I'm married. Together for 20 yrs, married for 3, no kids. I suffer and am being treated for manic depression

I was very depressed at one point and a rather shy quiet guy started being extremely helpful and considerate to me at work. He asked me to help him on 2 projects and we worked so well together. Work got interesting again and my depression lifted.

We spoke at a works party and we really got on well socially too. I went back to his house, slept in his bed but we just cuddled.

I told my husband and he was angry but brushed it all under the carpet and it was all forgotten and life went on as though nothing happened. All our problems are like that. I always want to talk but he doesn't.

I started marriage counselling. My husband does not want to talk and go with me. The counsellor summed up our session and said that me and my husband seem to be just good friends, but marriage is more than just friendship, I'm not receiving any emotional support and probably havent for a long time. She can see how this other relationship is occurring.

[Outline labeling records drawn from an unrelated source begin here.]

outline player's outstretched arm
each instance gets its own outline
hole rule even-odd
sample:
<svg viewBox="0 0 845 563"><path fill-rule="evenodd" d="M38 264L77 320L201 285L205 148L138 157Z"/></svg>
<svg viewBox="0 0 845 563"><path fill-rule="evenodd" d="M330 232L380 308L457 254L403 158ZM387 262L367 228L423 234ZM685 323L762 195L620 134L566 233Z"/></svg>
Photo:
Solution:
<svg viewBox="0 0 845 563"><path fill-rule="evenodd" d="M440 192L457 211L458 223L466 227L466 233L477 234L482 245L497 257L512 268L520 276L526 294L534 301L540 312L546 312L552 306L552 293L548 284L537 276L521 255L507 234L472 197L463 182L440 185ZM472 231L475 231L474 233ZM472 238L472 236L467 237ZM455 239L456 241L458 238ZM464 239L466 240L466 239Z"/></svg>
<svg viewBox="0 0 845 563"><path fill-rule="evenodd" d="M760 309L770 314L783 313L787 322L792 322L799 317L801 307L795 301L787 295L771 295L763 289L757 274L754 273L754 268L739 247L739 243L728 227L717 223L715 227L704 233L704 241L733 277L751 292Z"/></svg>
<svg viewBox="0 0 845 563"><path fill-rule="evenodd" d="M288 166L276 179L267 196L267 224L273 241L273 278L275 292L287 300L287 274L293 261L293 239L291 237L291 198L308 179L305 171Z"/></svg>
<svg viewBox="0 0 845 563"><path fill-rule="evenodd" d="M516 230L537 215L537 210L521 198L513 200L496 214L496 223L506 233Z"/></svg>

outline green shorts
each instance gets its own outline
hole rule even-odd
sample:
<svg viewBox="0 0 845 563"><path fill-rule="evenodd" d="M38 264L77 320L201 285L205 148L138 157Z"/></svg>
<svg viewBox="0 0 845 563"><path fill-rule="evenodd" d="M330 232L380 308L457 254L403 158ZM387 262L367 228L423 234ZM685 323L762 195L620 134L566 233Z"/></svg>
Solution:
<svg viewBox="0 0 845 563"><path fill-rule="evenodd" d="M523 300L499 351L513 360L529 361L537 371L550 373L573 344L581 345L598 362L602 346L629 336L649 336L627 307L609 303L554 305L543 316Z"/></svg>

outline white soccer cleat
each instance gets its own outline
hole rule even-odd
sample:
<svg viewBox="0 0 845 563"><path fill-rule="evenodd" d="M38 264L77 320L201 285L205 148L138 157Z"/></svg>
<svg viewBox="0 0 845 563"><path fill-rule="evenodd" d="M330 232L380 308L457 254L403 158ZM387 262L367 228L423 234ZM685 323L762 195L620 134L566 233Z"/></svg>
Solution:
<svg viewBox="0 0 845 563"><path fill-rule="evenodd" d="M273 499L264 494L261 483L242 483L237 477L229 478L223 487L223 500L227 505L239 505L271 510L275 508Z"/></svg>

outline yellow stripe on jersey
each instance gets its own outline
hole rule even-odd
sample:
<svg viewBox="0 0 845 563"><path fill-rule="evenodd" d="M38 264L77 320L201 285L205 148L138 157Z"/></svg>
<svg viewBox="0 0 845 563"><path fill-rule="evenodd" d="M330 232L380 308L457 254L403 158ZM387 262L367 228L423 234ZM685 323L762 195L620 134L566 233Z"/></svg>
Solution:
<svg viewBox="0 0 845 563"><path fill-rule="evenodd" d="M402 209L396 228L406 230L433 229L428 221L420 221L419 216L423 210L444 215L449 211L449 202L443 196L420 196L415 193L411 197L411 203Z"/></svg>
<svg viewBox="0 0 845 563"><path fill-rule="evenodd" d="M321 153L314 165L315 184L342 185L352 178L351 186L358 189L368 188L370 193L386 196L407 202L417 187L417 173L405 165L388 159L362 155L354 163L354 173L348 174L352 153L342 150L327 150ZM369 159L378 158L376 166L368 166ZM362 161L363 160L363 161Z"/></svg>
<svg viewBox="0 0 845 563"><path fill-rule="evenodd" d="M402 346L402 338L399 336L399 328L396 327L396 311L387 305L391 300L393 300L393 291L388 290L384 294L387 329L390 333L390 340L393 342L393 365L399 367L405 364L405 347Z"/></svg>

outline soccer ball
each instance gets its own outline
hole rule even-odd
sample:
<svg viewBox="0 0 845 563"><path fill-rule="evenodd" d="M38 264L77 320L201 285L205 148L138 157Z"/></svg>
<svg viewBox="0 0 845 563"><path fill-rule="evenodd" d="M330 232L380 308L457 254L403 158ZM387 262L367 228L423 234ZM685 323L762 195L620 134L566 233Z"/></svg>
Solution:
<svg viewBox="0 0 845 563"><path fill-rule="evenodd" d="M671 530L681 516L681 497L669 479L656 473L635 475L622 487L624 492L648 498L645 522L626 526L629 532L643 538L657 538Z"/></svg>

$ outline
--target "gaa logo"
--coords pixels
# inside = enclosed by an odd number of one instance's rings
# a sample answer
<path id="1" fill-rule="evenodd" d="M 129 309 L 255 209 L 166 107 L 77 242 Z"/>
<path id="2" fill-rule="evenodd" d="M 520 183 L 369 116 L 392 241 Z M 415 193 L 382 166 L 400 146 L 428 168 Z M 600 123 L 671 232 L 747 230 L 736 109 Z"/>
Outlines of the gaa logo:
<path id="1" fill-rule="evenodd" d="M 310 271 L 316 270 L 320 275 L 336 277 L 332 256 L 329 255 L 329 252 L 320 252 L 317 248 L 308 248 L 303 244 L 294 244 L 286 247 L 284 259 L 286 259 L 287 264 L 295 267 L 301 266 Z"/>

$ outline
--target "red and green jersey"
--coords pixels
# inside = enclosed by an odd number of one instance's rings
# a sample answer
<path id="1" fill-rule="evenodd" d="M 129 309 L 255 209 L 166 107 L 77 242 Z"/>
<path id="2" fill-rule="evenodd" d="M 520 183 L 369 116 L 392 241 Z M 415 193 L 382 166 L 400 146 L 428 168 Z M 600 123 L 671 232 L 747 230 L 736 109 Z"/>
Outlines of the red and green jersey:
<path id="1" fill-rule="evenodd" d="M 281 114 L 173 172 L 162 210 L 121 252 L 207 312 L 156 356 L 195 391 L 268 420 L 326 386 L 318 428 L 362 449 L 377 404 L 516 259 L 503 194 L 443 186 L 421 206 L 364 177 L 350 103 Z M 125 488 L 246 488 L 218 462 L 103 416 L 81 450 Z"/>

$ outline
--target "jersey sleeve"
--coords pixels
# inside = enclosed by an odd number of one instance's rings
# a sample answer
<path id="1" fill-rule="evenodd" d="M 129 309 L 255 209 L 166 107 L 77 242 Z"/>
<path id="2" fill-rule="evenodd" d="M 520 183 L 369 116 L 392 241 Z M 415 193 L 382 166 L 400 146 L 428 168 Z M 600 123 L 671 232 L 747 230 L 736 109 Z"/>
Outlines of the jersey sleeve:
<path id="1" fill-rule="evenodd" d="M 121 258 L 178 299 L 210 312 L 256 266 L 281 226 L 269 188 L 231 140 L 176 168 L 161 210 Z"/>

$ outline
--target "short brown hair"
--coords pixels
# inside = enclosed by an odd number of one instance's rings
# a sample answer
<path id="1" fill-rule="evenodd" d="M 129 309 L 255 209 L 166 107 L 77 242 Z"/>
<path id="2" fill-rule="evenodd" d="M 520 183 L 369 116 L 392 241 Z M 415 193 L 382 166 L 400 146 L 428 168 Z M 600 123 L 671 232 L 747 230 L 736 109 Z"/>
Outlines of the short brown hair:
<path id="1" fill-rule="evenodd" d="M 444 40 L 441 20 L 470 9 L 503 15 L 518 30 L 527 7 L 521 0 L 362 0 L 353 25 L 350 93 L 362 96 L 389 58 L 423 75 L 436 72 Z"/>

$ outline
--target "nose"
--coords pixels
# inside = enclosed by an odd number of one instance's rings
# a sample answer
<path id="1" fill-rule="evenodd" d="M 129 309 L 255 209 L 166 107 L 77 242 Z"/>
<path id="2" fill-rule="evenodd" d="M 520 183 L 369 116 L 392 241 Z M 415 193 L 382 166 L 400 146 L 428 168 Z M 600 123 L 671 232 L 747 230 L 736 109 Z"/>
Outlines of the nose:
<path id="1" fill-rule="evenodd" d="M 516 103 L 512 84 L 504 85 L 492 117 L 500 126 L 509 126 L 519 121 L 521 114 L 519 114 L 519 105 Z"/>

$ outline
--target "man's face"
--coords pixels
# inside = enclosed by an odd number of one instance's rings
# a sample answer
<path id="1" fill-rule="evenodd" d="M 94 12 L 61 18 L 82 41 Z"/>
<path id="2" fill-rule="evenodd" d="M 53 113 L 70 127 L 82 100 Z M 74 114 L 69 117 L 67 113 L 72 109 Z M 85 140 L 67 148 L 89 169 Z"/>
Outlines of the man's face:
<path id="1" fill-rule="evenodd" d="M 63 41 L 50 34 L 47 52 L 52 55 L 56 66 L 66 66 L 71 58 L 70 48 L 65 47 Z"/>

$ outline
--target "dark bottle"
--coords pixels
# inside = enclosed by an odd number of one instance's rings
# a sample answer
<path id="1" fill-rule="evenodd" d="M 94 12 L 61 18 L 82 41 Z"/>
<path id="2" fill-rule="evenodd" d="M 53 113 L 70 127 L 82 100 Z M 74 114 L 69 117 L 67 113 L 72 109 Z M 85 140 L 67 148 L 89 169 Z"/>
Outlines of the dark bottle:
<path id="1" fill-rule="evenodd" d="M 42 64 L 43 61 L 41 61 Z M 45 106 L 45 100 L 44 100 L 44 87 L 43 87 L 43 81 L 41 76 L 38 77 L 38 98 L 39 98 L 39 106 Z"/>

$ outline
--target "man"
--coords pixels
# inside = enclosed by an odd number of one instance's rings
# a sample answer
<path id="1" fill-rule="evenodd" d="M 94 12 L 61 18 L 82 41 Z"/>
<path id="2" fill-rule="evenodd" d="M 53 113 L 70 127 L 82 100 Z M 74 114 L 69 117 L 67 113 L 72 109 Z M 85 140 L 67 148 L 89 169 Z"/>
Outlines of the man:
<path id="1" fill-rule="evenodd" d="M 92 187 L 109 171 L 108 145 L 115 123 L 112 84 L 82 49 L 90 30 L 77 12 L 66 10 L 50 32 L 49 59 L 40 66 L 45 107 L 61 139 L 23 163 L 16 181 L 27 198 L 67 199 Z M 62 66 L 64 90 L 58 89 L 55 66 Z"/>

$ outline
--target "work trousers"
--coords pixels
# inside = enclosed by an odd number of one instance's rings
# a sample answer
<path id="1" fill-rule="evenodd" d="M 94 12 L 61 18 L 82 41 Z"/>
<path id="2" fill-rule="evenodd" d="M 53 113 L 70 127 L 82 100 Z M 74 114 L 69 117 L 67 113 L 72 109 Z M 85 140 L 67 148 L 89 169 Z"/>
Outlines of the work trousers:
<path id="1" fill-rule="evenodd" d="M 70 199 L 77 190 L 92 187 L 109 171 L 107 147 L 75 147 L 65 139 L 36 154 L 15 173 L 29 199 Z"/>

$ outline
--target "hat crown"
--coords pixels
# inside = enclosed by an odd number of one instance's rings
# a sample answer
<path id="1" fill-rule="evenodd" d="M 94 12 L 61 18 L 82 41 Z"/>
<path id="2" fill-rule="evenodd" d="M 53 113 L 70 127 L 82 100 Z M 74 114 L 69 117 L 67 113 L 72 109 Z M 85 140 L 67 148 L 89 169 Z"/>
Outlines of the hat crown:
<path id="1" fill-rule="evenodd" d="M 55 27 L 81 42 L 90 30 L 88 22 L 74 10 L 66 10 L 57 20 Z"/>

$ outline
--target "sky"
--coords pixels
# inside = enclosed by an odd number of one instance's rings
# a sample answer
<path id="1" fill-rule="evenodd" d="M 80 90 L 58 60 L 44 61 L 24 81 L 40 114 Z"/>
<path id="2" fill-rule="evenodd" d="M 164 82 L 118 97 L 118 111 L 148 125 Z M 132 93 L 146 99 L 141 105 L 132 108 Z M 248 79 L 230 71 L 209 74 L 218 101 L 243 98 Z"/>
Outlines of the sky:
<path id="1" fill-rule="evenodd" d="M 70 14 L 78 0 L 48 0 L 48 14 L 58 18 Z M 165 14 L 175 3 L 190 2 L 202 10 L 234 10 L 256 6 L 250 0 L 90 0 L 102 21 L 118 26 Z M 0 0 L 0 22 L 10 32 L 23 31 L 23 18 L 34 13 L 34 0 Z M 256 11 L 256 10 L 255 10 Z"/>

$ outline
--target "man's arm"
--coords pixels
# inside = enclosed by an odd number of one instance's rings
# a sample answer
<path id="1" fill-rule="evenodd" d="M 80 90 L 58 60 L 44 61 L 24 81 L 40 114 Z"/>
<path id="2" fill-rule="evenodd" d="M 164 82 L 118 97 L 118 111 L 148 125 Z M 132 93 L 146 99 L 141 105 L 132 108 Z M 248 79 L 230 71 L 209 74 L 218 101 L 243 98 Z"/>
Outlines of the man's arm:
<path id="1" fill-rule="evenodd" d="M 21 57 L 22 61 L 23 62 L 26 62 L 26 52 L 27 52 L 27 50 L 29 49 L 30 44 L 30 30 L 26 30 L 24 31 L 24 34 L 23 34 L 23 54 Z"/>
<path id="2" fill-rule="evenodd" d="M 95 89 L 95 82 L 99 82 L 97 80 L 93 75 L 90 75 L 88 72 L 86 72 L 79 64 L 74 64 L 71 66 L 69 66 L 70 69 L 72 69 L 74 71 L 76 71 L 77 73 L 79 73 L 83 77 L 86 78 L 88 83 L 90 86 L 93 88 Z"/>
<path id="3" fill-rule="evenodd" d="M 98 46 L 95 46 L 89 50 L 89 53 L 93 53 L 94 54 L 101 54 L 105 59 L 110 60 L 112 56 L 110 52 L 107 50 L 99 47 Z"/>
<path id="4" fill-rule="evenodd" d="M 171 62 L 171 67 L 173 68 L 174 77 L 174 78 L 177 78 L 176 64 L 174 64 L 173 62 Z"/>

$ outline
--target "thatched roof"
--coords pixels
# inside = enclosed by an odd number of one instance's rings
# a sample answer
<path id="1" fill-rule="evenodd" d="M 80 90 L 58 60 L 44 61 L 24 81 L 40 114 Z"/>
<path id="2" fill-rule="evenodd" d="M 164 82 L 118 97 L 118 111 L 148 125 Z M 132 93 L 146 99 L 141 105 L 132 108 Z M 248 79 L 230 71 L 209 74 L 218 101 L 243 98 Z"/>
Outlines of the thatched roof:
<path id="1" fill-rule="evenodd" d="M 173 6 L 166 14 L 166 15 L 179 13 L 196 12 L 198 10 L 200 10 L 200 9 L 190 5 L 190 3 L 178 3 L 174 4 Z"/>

The other guy and I continued to see each other. He asked to have a chat with me and said that he would like to be friends and continue to go out. He said that he would like to be with me but I'm married ! I commend him for wanting a chat about us. I'm not getting the same from my marriage.

My husband says that there is nothing wrong with our marriage. He just gets annoyed and i cannot get through to him. He wants me to break ties with the other guy. I will not.

I am receiving emotional support that is lacking from my marriage, the other guy is becoming a good friend that i so need, (i have friends but my best friends i dont see as much as i would like..) he is considerate and thoughtful to me and is making me feel good about myself again and desirable. I can see myself going back into depression if i break ties with him. There is more to life than having someone but i just need a stress trigger and depression happens.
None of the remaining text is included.